Children’s Aid Society of Hamilton-Wentworth vs. B.D. — March 2002
In this case, Walton-Allen prepared a parenting capacity assessment and also testified in court that, given the child’s age, the inability of the parents to provide proper care, and their general lack of awareness of child developmental issues, she should not be returned to her parents.
After receiving Walton-Allen’s written opinion, the children’s aid society amended its application to ask that the child, known as B.V., be made a Crown ward.
The judge in the case noted that a number of concerns had been raised by the society, including seeing the parents smoking around the child, the mother’s struggles with breastfeeding, the parents’ troubles with holding the baby properly and a reluctance to attend parenting classes recommended by the society.
In Justice Faye McWatt’s ruling, Walton-Allen is referred to as “the doctor.”
“Dr. Walton-Allen concluded by recommending that the child be made a Crown ward with no access by the parents,” McWatt wrote. “I accept her findings.”
Catholic Children’s Aid Society of Hamilton v. L.H. — January 2008
In this case, the children’s aid society based its decision to seek Crown wardship partly on a psychiatric assessment of the father, prepared by a psychiatrist, and a parenting capacity assessment of both parents, done by Walton-Allen.
A society worker testified that soon after receiving Walton-Allen’s report the group amended its position to seek Crown wardship of the developmentally delayed child, known as D.M. “Prior to that the society had always taken the position it was prepared to work with the parents with a view to returning the child to them,” Justice Alex Pazaratz wrote in his ruling.

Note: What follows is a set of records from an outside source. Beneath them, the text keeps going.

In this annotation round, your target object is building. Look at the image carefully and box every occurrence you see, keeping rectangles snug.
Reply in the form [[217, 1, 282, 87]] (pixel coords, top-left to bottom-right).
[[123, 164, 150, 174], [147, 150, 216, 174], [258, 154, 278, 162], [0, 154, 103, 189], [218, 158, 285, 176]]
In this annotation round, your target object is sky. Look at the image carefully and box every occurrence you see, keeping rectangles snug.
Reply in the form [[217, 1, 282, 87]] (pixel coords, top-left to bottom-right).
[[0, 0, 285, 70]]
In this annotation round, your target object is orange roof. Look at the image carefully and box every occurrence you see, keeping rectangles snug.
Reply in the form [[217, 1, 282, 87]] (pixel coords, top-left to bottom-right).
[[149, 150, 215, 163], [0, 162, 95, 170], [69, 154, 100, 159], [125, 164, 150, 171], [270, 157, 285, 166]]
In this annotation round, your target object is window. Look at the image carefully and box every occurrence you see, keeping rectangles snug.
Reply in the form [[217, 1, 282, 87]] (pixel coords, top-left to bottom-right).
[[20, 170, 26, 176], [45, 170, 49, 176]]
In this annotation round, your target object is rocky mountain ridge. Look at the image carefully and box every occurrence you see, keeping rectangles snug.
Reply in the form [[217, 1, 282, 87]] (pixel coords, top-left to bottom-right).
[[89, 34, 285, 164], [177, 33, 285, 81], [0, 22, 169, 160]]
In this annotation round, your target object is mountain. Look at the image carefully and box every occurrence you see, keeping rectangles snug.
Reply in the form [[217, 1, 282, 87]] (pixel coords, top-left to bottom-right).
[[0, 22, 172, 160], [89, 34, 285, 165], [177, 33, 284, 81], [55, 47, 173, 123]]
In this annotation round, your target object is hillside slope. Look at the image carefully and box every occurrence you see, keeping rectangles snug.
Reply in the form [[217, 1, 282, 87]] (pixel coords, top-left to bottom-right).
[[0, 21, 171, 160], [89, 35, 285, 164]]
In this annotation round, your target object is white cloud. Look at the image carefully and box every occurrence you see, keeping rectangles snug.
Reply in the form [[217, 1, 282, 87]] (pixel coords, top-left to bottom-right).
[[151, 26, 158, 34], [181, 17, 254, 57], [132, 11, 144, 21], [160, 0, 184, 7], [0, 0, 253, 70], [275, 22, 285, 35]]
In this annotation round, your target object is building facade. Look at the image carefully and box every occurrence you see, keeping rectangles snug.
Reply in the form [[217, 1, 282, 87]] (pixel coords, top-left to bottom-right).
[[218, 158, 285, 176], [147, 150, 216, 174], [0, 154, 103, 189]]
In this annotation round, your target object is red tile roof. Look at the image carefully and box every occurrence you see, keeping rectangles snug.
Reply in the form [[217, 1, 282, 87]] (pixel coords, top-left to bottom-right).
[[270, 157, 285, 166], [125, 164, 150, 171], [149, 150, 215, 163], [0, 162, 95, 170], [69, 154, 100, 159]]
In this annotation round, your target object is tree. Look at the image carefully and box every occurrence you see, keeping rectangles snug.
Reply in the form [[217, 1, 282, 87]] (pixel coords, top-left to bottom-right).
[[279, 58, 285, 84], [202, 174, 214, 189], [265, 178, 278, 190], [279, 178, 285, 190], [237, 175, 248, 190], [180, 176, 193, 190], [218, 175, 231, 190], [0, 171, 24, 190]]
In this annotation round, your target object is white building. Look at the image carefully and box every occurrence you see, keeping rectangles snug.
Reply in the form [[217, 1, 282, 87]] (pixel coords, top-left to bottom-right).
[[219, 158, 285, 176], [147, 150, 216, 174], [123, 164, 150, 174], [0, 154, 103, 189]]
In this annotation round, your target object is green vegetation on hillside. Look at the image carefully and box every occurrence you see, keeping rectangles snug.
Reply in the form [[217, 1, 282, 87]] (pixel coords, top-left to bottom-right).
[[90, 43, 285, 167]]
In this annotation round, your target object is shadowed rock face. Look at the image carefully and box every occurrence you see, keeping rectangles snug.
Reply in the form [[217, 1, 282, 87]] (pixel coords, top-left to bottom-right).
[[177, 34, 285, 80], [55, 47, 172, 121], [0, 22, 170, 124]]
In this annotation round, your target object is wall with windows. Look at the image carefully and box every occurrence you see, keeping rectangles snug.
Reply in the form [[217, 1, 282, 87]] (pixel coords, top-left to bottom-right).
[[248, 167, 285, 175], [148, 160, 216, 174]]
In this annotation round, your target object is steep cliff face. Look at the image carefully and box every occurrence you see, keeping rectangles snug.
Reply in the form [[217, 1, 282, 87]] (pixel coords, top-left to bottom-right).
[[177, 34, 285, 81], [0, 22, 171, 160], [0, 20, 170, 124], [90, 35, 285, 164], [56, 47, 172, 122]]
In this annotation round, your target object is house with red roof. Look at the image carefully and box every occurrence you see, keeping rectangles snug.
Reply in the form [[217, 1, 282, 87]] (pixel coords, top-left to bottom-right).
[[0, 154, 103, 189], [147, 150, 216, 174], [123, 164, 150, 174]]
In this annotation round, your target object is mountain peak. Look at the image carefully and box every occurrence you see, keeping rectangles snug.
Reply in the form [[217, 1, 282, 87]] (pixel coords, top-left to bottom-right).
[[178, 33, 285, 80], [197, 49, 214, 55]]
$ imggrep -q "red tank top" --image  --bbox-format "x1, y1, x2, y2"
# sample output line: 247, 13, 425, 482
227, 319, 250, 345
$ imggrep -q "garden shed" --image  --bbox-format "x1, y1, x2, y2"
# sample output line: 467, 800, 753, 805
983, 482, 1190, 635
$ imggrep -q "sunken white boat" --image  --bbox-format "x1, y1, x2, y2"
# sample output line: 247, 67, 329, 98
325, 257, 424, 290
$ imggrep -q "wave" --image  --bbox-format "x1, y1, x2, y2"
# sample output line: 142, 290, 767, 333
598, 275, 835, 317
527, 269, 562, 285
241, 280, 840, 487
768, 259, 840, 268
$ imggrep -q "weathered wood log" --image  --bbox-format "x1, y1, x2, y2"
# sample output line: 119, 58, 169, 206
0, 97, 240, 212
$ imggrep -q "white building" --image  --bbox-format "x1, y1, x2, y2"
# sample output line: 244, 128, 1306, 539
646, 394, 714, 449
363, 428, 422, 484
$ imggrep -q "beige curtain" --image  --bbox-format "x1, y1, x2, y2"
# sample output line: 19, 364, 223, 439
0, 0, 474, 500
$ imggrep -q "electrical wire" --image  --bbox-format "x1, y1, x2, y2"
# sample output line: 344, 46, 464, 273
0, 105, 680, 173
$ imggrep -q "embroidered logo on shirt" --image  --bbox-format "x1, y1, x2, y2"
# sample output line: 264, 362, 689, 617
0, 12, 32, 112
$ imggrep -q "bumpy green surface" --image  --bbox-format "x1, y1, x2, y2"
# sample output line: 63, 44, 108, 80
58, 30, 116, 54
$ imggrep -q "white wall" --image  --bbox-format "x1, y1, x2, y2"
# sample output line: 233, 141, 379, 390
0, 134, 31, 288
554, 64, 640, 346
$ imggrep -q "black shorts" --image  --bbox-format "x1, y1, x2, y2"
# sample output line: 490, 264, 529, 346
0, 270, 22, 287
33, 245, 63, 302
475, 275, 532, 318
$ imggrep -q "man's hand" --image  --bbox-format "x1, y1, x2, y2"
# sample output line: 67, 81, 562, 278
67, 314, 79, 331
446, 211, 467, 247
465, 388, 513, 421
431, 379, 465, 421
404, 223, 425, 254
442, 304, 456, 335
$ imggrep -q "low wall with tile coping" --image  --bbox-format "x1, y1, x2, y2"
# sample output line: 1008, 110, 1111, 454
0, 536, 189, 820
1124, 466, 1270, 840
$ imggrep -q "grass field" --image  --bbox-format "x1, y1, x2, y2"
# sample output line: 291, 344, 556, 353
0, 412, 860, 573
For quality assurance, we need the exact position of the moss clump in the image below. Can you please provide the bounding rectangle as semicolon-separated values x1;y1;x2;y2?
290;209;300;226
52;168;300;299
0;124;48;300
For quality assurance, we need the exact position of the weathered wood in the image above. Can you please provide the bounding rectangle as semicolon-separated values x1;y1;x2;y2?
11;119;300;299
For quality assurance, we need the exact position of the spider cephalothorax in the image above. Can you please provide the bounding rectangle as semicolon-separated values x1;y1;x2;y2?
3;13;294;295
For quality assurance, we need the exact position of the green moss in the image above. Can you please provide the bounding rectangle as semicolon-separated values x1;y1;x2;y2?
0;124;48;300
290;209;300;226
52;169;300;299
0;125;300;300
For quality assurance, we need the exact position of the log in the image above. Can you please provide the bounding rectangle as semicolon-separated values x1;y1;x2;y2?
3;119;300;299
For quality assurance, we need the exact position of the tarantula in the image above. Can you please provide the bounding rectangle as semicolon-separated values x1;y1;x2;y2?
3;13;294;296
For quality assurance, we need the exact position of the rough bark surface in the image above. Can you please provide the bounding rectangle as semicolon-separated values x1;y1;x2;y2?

Though saying the child should be made a Crown ward, Walton-Allen recommended that unless an adoptive family was found immediately, “it would be ideal that D.M. continues to have access to her parents, in the context of a treatment foster home placement that would allow for hands-on training and support for (the mother) in her parenting role.”
Walton-Allen is identified in the ruling as a psychologist “qualified as an expert in parenting competency of adults who are developmentally delayed and also with respect to children who are developmentally delayed.”
“Her professional qualifications are impeccable,” Pazaratz wrote. “Her parenting capacity assessment is comprehensive and well-reasoned. Her testimony was impressive, and I found her to be a highly credible and helpful professional witness.”
Despite this, the judge did not initially agree with her assessment.
After considering all the evidence in the case, Pazaratz ordered the child be returned to the mother, who could enlist the father’s help, under the supervision of the society.
“Obviously there are always risks, but I do not accept that the risks are as serious as the society has alleged,” Pazaratz wrote. “Those risks are limited, manageable, and can be ameliorated through supervision — just as the society had been suggesting for almost two years, until it received Dr. Walton-Allen’s parenting capacity assessment.”
The case came back before Pazaratz about 10 months later.
At that time, he found D.M. was still essentially living with a foster family while receiving visits from her biological parents. He also found that there continued to be serious housing problems with respect to the parents’ living accommodations.
Pazaratz ordered that D.M. be made a Crown ward.
He decided to rule later, following a trial, on whether the parents should have access to her. (The Star is unable to confirm the result of that proceeding.)